Mental load as mediator

For the first learning unit, the mediation analysis showed a significant partially standardized indirect effect of order via mental load on problem_delayed, β = −0.22; SE = 0.11; 95% CI [−0.44, −0.03]. Overall, there was no significant total effect of order on problem_delayed, β = −0.19; p = 0.398. Although, when mental load was added to the model the effect decreased, β = 0.03; p = 0.875. More specifically, presenting EE first and CE second resulted in higher mental load, β = 0.46; p = 0.035. Higher mental load in turn was associated with lower scores of problem_delayed, β = −0.47; p < 0.001.

For the second learning unit, the mediation analysis showed a significant partially standardized indirect effect of order via mental load on problem_delayed, β = −0.20; SE = 0.10; 95% CI [−0.39, −0.02]. Overall, there was no significant total effect of order on problem_delayed, β = −0.15; p = 0.503. Although, when mental load was added to the model the effect decreased, β = 0.05; p = 0.819. More specifically, presenting EE first and CE second resulted in higher mental load, β = 0.46; p = 0.035. Higher mental load in turn was associated with lower scores of problem_delayed, β = −0.42; p < 0.001.

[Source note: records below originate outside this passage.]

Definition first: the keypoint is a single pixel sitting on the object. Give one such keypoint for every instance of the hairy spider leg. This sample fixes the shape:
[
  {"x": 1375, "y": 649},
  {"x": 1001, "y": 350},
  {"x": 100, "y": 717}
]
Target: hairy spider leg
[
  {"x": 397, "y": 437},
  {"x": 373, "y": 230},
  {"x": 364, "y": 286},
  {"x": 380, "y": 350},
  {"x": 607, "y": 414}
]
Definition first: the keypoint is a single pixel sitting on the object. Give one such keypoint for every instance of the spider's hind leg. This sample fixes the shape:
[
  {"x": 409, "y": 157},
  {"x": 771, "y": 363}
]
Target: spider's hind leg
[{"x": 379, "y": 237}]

For the third learning unit, the mediation analysis showed a non-significant partially standardized indirect effect of order via mental load on problem_delayed, β = −0.10; SE = 0.08; 95% CI [−0.29, 0.01].

See Figure 4 for graphical visualizations of all mediational models with mental load as mediator.

FIGURE 4

Figure 4. Path models with standardized β-coefficients and factor order of example types (correct example first vs. erroneous example first) as predictor, mental load as mediator, and problem_delayed as criterion for all three learning units. The total effect is reported in parentheses. *p < 0.05; ***p < 0.001.

Mental effort as mediator

For the first learning unit, the mediation analysis showed a non-significant partially standardized indirect effect of order via mental effort on problem_delayed, β = −0.03; SE = 0.05; 95% CI [−0.14, 0.07].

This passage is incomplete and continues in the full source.